Но Ромашку подобный ответ не устраивал.
— Где те... которые...
Он пожал плечами:
— Не знаю. Наверное, уже пришли в себя и разошлись по домам. Ты помолчи лучше.
— А где Рысь? — не унималась девушка.
Он снова пожал плечами.
— Не знаю. Извини.
Девушка вздохнула и попыталась оглядеться. Бетонные стены уходили вверх и смыкались над головой. Вдоль трех стен стояли картонные коробки рядами почти до потолка, две старые табуретки, столик и одно кресло, видимо, до того изорванное, что хозяину этого непритязательного жилища пришлось укрыть его какими-то покрывалами, тоже неновыми. У четвертой стены располагался маленький, неожиданно приличный диванчик, на котором лежала она сама.
— А... где мы?
— Под землей. Под городом.
— Под городом? — удивилась Ромашка.
Ей вдруг стало жутко, но голос, в котором ей поначалу даже почудилась насмешка, успокоил:
— Не бойся. Здесь неопасно. Во всяком случае, не опаснее, чем наверху.

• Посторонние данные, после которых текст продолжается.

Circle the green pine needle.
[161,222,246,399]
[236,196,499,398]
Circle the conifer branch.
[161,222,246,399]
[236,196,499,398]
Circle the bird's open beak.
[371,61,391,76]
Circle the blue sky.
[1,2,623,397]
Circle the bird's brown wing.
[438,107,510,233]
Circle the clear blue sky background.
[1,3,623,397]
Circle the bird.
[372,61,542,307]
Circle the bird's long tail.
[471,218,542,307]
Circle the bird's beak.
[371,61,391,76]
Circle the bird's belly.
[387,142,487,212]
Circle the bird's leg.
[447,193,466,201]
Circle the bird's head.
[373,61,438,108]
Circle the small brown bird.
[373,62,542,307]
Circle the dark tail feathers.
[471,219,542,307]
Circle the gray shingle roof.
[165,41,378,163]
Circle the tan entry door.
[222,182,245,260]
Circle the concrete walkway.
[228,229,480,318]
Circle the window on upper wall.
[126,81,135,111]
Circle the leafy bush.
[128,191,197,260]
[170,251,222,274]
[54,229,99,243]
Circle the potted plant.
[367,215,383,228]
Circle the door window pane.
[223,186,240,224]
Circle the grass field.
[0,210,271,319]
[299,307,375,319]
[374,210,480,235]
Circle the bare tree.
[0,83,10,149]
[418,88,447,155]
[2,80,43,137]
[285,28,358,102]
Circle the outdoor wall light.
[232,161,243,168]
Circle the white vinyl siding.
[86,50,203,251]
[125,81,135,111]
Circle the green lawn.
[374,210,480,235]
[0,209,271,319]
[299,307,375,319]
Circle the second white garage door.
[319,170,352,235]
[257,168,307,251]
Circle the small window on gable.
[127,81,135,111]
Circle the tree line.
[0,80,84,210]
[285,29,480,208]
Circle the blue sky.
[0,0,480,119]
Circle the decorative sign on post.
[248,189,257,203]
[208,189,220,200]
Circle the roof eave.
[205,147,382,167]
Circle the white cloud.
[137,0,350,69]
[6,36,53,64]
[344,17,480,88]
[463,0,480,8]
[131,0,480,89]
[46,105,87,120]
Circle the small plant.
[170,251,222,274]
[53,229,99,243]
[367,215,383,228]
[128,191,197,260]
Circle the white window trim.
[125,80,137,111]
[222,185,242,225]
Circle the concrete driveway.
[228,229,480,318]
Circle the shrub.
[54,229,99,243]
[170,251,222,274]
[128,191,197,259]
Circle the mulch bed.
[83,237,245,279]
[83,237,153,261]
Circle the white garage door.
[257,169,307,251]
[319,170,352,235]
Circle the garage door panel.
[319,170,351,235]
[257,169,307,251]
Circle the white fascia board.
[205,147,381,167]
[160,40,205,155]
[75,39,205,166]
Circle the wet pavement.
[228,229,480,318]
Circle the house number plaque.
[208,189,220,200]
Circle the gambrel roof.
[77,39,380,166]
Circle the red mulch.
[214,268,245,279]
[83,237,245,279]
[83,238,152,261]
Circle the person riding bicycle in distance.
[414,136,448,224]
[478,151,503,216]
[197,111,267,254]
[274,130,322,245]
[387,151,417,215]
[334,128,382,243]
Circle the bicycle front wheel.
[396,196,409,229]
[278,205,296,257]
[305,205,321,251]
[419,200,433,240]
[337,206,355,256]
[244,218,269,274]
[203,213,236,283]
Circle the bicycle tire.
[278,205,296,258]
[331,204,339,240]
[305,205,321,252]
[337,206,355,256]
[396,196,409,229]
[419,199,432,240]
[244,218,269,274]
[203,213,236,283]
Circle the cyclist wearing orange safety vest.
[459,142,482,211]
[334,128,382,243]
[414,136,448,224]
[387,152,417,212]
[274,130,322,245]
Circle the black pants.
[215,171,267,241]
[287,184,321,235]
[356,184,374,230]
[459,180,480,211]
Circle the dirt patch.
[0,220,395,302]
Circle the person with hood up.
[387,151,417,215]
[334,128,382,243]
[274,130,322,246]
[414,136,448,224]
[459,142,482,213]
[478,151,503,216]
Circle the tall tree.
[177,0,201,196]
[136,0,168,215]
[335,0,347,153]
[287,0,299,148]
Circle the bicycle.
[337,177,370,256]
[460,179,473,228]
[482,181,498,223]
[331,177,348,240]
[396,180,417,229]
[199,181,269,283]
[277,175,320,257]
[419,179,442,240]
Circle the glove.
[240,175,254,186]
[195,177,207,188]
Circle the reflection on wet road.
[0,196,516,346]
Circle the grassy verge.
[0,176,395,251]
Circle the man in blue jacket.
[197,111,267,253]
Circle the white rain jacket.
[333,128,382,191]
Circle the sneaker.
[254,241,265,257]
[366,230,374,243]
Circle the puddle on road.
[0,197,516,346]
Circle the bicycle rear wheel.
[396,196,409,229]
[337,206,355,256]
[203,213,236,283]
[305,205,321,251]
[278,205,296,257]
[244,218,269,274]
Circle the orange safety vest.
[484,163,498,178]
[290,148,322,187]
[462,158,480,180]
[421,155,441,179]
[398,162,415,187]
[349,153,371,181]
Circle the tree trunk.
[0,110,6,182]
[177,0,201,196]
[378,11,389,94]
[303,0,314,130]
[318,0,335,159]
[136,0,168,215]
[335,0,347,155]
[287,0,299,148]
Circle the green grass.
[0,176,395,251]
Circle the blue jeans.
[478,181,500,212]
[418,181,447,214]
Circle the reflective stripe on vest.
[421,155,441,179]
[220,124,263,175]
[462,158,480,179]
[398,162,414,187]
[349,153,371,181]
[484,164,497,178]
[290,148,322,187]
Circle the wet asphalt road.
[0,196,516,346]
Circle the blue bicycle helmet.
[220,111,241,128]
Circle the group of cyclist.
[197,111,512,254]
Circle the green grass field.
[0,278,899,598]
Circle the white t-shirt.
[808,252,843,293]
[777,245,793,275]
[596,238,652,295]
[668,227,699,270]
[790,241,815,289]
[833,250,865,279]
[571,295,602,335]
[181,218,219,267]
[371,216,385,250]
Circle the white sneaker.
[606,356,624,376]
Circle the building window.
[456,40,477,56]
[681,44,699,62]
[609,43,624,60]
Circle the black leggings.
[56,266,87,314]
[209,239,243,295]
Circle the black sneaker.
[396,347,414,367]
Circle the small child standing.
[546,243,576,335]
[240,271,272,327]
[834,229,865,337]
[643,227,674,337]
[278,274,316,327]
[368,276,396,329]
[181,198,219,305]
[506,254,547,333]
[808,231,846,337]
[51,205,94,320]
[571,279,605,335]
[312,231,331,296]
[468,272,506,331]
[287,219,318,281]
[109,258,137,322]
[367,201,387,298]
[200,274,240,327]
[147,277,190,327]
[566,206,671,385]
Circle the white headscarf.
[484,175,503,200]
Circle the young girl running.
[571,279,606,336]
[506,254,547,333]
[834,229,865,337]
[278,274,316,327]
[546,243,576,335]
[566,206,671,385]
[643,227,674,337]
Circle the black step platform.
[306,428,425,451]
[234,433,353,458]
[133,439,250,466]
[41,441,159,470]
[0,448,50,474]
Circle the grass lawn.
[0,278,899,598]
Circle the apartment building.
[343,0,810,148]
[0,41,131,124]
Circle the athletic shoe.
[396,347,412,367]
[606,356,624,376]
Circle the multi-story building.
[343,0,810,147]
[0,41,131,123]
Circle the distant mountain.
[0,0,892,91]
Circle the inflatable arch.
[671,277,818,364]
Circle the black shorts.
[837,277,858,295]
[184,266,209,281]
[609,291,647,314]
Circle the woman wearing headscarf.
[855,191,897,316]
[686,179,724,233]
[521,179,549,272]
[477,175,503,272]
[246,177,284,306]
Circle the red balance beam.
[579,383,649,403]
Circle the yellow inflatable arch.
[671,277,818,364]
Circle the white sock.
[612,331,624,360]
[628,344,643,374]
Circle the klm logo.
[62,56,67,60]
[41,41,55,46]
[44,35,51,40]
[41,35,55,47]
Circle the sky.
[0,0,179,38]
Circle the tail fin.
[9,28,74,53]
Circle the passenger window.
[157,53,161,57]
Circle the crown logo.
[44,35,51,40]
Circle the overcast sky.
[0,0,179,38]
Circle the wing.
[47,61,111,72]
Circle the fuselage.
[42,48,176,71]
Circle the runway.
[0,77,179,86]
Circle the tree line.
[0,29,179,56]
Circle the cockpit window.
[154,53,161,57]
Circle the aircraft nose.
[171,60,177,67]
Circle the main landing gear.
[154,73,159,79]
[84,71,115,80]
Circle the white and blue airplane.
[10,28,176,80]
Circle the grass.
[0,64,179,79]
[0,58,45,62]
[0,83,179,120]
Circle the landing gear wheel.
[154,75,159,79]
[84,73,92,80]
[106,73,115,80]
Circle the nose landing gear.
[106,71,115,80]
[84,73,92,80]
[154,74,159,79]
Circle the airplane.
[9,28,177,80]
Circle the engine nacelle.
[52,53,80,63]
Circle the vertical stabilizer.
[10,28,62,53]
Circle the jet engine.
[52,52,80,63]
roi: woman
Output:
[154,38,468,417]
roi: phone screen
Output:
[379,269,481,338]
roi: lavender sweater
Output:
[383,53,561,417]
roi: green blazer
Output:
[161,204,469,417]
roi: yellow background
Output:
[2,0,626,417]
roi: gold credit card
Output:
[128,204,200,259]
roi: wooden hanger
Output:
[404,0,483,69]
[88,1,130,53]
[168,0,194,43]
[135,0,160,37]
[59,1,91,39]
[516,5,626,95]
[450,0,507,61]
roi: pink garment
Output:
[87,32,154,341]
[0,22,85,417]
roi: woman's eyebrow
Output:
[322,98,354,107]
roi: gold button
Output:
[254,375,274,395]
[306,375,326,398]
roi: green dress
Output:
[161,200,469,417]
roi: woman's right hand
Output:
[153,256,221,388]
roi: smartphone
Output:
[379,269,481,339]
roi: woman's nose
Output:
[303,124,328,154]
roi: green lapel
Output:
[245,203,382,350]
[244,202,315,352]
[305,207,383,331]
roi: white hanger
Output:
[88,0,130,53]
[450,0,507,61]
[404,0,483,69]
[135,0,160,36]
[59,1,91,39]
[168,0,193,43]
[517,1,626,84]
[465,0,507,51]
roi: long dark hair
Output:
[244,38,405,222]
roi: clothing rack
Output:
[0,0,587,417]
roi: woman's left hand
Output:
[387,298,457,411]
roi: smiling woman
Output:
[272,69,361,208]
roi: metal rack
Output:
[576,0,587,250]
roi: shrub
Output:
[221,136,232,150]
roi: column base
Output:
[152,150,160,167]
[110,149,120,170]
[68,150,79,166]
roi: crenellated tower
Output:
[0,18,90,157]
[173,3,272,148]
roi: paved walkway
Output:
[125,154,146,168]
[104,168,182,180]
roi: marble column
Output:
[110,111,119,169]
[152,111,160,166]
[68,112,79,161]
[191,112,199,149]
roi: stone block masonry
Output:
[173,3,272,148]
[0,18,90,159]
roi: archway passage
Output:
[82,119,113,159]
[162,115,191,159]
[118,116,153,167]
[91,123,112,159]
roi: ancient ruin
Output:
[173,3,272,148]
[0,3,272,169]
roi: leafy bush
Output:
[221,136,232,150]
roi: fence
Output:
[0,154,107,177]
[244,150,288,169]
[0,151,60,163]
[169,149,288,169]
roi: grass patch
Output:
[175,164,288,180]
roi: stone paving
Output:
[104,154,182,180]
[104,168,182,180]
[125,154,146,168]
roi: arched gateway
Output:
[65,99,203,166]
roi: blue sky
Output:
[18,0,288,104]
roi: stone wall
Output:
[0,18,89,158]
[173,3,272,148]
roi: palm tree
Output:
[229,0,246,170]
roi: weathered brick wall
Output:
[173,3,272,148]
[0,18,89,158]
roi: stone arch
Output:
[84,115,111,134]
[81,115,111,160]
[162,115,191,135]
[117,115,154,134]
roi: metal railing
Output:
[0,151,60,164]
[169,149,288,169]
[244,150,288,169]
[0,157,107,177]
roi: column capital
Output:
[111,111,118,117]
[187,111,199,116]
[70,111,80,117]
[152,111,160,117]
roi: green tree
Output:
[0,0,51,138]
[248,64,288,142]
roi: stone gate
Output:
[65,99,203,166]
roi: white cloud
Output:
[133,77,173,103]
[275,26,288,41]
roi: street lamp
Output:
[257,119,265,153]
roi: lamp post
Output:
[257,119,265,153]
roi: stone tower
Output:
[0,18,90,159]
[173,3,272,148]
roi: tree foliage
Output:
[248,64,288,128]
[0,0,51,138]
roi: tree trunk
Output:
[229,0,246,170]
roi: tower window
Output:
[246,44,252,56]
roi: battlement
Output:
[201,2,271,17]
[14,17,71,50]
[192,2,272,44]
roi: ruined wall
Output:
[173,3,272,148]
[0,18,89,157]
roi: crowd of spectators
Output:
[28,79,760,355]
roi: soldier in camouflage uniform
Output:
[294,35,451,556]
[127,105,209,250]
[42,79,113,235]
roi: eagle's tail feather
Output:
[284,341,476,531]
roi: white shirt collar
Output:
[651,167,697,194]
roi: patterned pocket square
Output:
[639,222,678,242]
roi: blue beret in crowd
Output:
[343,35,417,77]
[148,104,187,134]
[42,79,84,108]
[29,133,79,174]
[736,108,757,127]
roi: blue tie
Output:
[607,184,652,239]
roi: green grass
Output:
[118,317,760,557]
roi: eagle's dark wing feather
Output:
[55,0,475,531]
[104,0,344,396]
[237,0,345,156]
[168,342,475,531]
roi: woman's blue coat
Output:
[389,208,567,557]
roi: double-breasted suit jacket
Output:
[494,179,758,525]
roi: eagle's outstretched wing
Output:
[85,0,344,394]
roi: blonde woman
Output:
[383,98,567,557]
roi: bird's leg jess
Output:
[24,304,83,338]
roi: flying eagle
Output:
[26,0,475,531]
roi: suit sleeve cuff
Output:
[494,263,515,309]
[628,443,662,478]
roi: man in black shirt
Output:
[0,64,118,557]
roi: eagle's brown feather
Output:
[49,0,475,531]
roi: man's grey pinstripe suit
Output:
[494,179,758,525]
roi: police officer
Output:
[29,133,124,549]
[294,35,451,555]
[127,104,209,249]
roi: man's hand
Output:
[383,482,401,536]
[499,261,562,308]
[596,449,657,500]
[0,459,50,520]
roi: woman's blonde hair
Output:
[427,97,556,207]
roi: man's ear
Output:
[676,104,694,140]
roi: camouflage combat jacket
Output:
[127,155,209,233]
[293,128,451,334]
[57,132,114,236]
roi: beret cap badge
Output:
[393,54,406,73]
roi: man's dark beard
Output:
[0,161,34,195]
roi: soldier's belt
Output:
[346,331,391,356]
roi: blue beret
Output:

Мысленно Ромашка тут же с ним согласилась, а также сообразила, что незнакомец и не думал насмехаться над ней. И вновь прикрыла глаза, почувствовав облегчение от того, что не надо больше напрягать зрение. Сквозь непрекращающийся шум в ушах она услышала неясный гул, но решила пока не обращать на него внимания. Возможно, где-то рядом проходит ветка метро.
Пальцы незнакомца осторожно коснулись ее лба, подхватив высохший платок. Снова тихо плеснула вода, и девушка замерла, зная, что сейчас мокрая, холодная ткань ляжет на лоб. Боль утихала, а Ромашка вновь стала задумываться о личности своего спасителя — в том, что он ее спас, Ромашка не сомневалась, хотя на вид он был худощав и казался намного слабее тех, с кем ему пришлось, по всей видимости, иметь дело.